Mrs. Fanning was a force of nature, determined to bend her sons into her notion of manly paragons.
“Your mother also compliments you.”
“No, she does not. She appraises my features, as if she were an auctioneer at Tatt’s, tempting buyers to bid on a questionable specimen. I no longer have a sizeable nose, I have a rugged countenance. I’m not lacking in conversation, I’m a man who can keep my own counsel. According to Mama, thwarting a few small native rebellions was tantamount to saving the realm. Miss DeWitt’s opinion of me is likely the worse for Mama’s efforts. Please pass the butter.”
“Are you to be inspecting Miss DeWitt?” None of Madeline’s business, really, but Miss DeWitt was lovely.
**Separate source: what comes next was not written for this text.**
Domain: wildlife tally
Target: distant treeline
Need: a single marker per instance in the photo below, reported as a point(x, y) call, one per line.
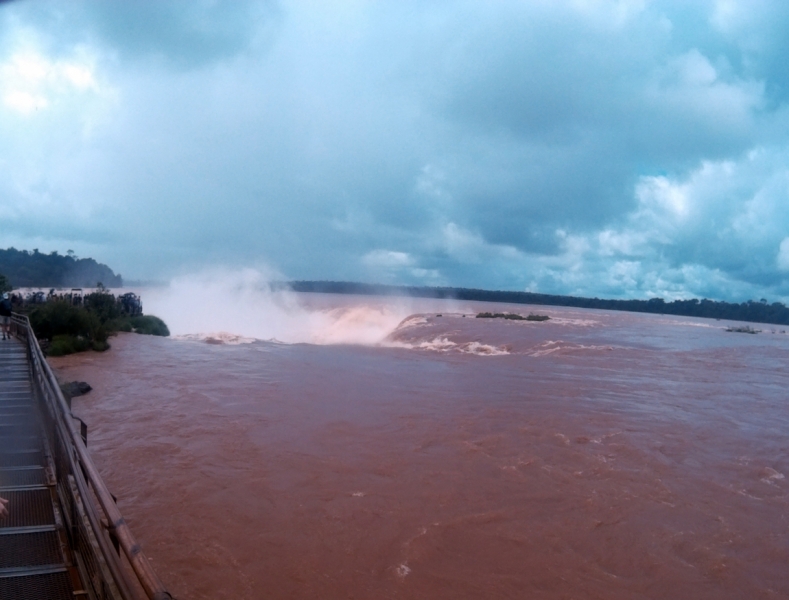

Sir Jack sat back, the butter knife in his hand gleaming silver in the morning sunshine. “Oh, of course. Mama has been parading potential wives before me since I came home. This is the first time she’s inveigled a young lady into impersona
ting a houseguest, though. Miss DeWitt is barely half my age, and all she wants is a solid fellow with ten thousand pounds a year to devote to her care and cosseting. Where’s the jam?”
Madeline retrieved the jam from the sideboard and plunked it down by her host’s elbow. “You are a solid fellow with the requisite attributes.”
Sir Jack’s version of cosseting was unconventional—such as lending Madeline his slippers, which she’d yet to return—and he was worth much more than ten thousand pounds a year, if gossip was to be believed.
“I am not a solid fellow, Miss Hennessey. Do not mistake me for such. Eat your eggs, lest they get cold.”
Not simply eggs, but a fluffy, cheesy, omelet served with golden buttered toast. “You might be in a hurry to avoid breakfast with your mother, but my occupation at present is to provide her and Miss DeWitt companionship. Why don’t you and the reverend go shooting or something?”
Mr. Belmont wasn’t much of a sportsman, though he rode to hounds on occasion. He’d been more likely to disappear into the home wood or the fields looking for botany specimens. He would return hours later in a fine humor, his boots muddy, his specimen bag full, and his belly empty.
Sir Jack, by contrast, apparently relied on his magistrate’s duties to roust him from his manor house on occasion. That and darts night.
“I do not engage in blood sports,” Sir Jack said. “If Mama were back in London, where she belongs, you would see far less beef served at my table as well. How soon can you be ready to leave?”
Common sense said racketing about the countryside with Sir Jack was ill-advised. He hadn’t made any opportunities to kiss Madeline again, but she’d lost sleep recalling his initial overture.
A lot of sleep.
“Give me ten minutes,” she said, finishing her tea. “I’ll meet you at the back door.”
He rose as she got to her feet. “Make it five.”
* * *
The house had become like a prison, with Mama or Miss DeWitt lurking in the locations where Jack usually sought solitude—the library, the estate office, the family parlor. Mama claimed the estate office had the best light, the library the coziest hearth, the family parlor the softest sofa cushions.